Amid towers of “Max Rose for Congress” lawn signs in his sparse campaign headquarters, Rose sat back in his tailored gray suit, legs crossed in a metal folding chair. For all his “kick-ass veteran” messaging in his campaign and his beer-guzzling photo ops, Rose also holds a masters in Philosophy and Public Policy from the London School of Economics, and he studied at Oxford University before serving as a platoon leader in Kandahar province, where he was injured by a roadside bomb.

Broadly, it appears Rose is campaigning on a platform promising change while hanging Congress’s failures and local grievances around Donovan’s neck, with a distinctly Staten Island flavor—from economic inequality and pay-to-play politics to the district’s commuting woes and the opioid crisis.

“I have not had the opportunity to go into the weeds as much as I would like to on the opioid epidemic,” Rose said. “So many of our policy ideas today are to fight the war of the past. Many people are still dying of pills, but we have such a high number of folks that are dying from Fentanyl-laced heroin right now,” he said, and the move by Staten Island’s current district attorney to make every overdose a crime scene is an idea that should be replicated nationwide with federal funding.

“There’s a need for complex, holistic solutions,” Rose said. “The opioid epidemic is a great example of that.”

“You can take that same mindset and try to address very complex health disparities and health crises in this country. Our commuting nightmare. Infrastructure requires that. A crisis that the middle class is enduring right now where it’s harder and harder to get into the middle class and stay there,” Rose said.

Rose strikes a decidedly non-confrontational tone with police officers on racial justice issues—in contrast to many New York City Democrats. When asked whether justice was served with regards to Eric Garner, a black Staten Island man who was killed by a white NYPD officer’s chokehold in 2014, the candidate only criticized the 4-year duration of the federal civil rights investigation and said he’s eager to see what comes of the NYPD’s reinvigorated disciplinary process.
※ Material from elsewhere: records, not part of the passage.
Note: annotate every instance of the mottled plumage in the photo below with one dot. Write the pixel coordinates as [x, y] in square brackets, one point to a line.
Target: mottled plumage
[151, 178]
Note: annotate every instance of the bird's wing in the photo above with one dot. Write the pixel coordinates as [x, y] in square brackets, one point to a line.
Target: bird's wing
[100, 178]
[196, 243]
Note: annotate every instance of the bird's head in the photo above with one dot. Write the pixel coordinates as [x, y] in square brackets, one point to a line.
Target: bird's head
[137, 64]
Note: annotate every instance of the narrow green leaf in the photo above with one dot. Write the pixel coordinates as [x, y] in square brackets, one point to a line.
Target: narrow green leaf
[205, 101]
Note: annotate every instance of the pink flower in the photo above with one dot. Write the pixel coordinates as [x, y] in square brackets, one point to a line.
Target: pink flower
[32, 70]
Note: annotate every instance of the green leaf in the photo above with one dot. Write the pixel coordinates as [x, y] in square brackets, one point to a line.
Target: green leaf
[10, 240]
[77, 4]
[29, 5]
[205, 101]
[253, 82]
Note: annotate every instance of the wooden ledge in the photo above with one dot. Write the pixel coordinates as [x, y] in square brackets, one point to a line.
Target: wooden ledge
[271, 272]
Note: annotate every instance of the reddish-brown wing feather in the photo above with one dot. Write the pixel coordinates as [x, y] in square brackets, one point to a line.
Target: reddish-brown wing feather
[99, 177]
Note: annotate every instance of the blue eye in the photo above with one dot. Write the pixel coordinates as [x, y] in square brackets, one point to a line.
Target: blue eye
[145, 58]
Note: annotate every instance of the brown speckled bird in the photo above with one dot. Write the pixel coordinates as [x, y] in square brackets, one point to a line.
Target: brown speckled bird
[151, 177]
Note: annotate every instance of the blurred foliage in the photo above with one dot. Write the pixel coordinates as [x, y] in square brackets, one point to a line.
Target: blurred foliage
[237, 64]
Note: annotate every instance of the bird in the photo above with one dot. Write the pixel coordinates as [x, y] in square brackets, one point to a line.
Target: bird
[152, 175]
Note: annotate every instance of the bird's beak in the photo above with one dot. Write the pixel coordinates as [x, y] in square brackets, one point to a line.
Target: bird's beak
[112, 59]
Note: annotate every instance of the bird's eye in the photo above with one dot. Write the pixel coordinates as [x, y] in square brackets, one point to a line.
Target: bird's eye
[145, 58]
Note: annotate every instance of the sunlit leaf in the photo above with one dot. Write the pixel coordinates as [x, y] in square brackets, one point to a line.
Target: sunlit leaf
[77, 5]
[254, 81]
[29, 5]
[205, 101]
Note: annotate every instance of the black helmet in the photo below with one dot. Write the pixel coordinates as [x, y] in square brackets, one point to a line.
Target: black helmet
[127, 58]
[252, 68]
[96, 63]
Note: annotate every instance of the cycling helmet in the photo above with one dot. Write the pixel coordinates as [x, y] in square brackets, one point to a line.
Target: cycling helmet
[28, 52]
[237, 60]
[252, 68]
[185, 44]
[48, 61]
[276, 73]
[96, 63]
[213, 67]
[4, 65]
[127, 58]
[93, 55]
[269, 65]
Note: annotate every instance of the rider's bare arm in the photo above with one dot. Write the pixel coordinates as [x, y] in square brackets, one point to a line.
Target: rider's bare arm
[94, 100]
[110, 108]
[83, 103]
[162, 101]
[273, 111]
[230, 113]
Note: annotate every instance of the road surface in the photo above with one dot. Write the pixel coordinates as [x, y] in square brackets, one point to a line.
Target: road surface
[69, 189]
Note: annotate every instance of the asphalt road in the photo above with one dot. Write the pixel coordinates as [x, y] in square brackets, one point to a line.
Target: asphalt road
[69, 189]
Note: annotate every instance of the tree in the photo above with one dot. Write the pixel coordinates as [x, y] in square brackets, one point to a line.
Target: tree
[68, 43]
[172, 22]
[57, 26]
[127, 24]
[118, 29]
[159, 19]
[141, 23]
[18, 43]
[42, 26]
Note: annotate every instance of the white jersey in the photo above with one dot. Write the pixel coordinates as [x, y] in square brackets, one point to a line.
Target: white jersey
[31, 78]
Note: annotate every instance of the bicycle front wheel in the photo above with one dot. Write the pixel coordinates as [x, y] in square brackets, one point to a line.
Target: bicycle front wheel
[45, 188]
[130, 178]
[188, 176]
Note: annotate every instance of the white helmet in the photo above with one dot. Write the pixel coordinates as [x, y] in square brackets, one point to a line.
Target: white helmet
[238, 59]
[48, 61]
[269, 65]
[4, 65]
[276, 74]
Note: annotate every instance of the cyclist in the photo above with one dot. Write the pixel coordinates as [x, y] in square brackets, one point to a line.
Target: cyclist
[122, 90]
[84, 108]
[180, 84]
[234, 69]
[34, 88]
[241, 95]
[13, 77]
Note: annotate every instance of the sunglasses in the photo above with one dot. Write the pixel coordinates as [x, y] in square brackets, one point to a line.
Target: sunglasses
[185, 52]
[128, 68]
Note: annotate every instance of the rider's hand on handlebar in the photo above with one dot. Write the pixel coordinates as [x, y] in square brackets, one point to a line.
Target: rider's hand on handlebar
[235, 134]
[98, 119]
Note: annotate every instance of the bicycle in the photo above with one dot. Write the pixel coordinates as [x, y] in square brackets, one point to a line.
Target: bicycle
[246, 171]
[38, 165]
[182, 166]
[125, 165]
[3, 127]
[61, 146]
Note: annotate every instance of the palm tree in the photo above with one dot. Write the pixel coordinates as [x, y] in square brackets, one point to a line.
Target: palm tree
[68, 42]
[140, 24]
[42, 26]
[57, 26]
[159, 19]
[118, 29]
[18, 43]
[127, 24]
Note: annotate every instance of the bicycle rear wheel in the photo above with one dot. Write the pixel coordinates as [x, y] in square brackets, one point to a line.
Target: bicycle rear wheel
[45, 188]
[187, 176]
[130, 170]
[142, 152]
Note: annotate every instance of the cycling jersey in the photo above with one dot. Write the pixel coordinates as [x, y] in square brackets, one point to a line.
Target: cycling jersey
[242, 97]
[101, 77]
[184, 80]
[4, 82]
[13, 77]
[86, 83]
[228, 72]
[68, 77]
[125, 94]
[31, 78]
“We’re presented with this false choice that we’re somehow either anti-cop or anti-community—and I’m pro both,” Rose said. “There is a larger issue here of police-community relations, and a trust deficit, and a legacy of injustice.”

While Rose has the endorsement of both President Barack Obama and Vice President Joe Biden and Donovan has Trump’s, both candidates have taken pains to distance themselves from party leaders. Rose put out an ad criticizing Mayor Bill de Blasio and repeatedly disavowed support for Nancy Pelosi’s leadership. Some observers have noted that Donovan, meanwhile, has de-emphasized Trump’s support in the general election and often highlights that he voted against the Republican tax bill.

Still, Donovan clearly understands that if he can rally enough die-hard conservatives, he’s likely to win—voters like Giovannina Fabrizio, a fiery senior citizen who Donovan found in the ShopRite cosmetics aisle.

“These Democrats across the bay?” Fabrizio made a guttural spitting sound. “They stink.”

“Staten Island is Republican,” she said. “It’s the rest of New York City...they’re not even Americans.”

Donovan smiled wryly and waved reporters in her direction.

“I think you want to talk to her!” Donovan said.